Member of the National Assembly
- In office May 1994 – June 1999

Secretary-General of the African National Congress Youth League
- In office 1990–1994
- President: Peter Mokaba
- Preceded by: Position re-established
- Succeeded by: Mpho Lekgoro

Personal details
- Born: Rapulane Sydney Molekane 7 May 1961 (age 64) White City, Soweto Transvaal, South Africa
- Party: African National Congress

= Rapu Molekane =

South African diplomat (born 1961)

Rapulane Sydney Molekane (born 7 May 1961) is a South African diplomat, politician, and former anti-apartheid activist. He has been South African Ambassador to Austria since 2019. In that capacity, he also has non-resident accreditation to Slovenia and Slovakia and serves as South Africa's permanent representative to various international organisations in Vienna.

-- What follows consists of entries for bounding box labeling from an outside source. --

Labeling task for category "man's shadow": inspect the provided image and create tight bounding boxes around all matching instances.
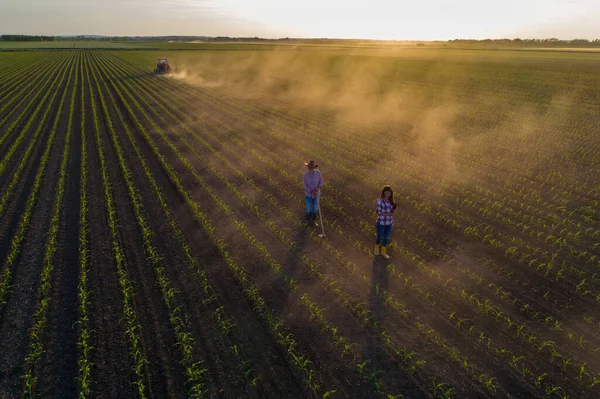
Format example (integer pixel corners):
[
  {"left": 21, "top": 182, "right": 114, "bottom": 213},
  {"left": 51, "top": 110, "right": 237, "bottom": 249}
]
[{"left": 273, "top": 225, "right": 313, "bottom": 314}]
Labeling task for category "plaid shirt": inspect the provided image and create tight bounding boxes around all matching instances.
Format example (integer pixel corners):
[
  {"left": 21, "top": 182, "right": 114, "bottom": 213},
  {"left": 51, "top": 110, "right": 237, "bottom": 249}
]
[{"left": 376, "top": 198, "right": 394, "bottom": 226}]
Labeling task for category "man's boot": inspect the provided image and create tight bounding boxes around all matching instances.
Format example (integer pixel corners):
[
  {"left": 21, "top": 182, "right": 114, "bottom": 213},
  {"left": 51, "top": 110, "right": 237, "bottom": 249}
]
[{"left": 381, "top": 246, "right": 390, "bottom": 259}]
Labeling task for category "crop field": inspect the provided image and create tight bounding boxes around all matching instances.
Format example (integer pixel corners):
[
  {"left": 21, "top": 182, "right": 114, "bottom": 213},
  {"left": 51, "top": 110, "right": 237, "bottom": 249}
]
[{"left": 0, "top": 46, "right": 600, "bottom": 399}]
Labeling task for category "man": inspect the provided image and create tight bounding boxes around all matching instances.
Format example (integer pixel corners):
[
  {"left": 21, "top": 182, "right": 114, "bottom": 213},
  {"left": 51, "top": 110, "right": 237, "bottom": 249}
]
[{"left": 302, "top": 160, "right": 323, "bottom": 226}]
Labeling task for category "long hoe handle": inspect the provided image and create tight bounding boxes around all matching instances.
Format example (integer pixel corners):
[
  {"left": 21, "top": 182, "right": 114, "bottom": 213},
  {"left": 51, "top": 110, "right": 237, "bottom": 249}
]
[{"left": 317, "top": 198, "right": 325, "bottom": 237}]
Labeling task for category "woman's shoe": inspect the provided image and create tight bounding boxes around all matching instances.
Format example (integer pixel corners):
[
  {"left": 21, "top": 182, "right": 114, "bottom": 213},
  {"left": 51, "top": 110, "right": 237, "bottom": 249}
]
[{"left": 381, "top": 247, "right": 390, "bottom": 259}]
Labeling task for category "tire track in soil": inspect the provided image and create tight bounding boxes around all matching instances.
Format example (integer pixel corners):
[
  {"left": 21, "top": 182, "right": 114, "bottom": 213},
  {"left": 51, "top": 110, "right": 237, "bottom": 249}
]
[
  {"left": 90, "top": 54, "right": 186, "bottom": 398},
  {"left": 82, "top": 52, "right": 137, "bottom": 398},
  {"left": 96, "top": 55, "right": 312, "bottom": 397},
  {"left": 0, "top": 54, "right": 73, "bottom": 396},
  {"left": 38, "top": 52, "right": 85, "bottom": 398}
]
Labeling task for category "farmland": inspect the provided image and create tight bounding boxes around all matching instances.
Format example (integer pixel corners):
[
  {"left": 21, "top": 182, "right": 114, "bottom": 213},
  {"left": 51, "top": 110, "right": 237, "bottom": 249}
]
[{"left": 0, "top": 46, "right": 600, "bottom": 398}]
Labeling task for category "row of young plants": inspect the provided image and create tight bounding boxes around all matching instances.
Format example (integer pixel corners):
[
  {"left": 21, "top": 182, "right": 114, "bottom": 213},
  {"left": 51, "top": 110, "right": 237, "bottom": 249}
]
[
  {"left": 166, "top": 56, "right": 596, "bottom": 394},
  {"left": 0, "top": 53, "right": 47, "bottom": 91},
  {"left": 126, "top": 52, "right": 596, "bottom": 332},
  {"left": 94, "top": 51, "right": 338, "bottom": 394},
  {"left": 91, "top": 53, "right": 270, "bottom": 396},
  {"left": 0, "top": 53, "right": 77, "bottom": 220},
  {"left": 98, "top": 51, "right": 464, "bottom": 398},
  {"left": 91, "top": 51, "right": 208, "bottom": 398},
  {"left": 86, "top": 51, "right": 148, "bottom": 399},
  {"left": 77, "top": 49, "right": 94, "bottom": 399},
  {"left": 0, "top": 54, "right": 72, "bottom": 146},
  {"left": 0, "top": 55, "right": 66, "bottom": 116},
  {"left": 0, "top": 55, "right": 75, "bottom": 308},
  {"left": 22, "top": 54, "right": 81, "bottom": 397},
  {"left": 113, "top": 50, "right": 600, "bottom": 396},
  {"left": 104, "top": 54, "right": 528, "bottom": 399}
]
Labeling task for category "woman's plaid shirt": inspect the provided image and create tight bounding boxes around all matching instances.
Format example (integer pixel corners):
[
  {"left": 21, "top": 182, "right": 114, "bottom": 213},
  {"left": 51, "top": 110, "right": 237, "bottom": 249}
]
[{"left": 376, "top": 198, "right": 394, "bottom": 226}]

During apartheid, Molekane rose to political prominence as a leading figure in the students' movement in Soweto. A member of the United Democratic Front, he was president of the Soweto Youth Congress from 1984 to 1985 and founding general-secretary of the South African Youth Congress from 1987 to 1990. From 1990 to 1994, he was secretary-general of the newly relaunched African National Congress (ANC) Youth League under league president Peter Mokaba.

Molekane represented the ANC in the National Assembly during the first democratic Parliament from 1994 to 1999. Since becoming a career diplomat in 1999, he has served as Consul-General in Germany, High Commissioner to Ghana, and Ambassador to France.

== Early life and activism ==
Molekane was born on 7 May 1961 in White City, a neighbourhood of Jabavu in Soweto. His native language is Setswana; his father belonged to the Barolong ba Rapulane of Thaba Nchu in the former Orange Free State but had moved to Johannesburg in his 20s.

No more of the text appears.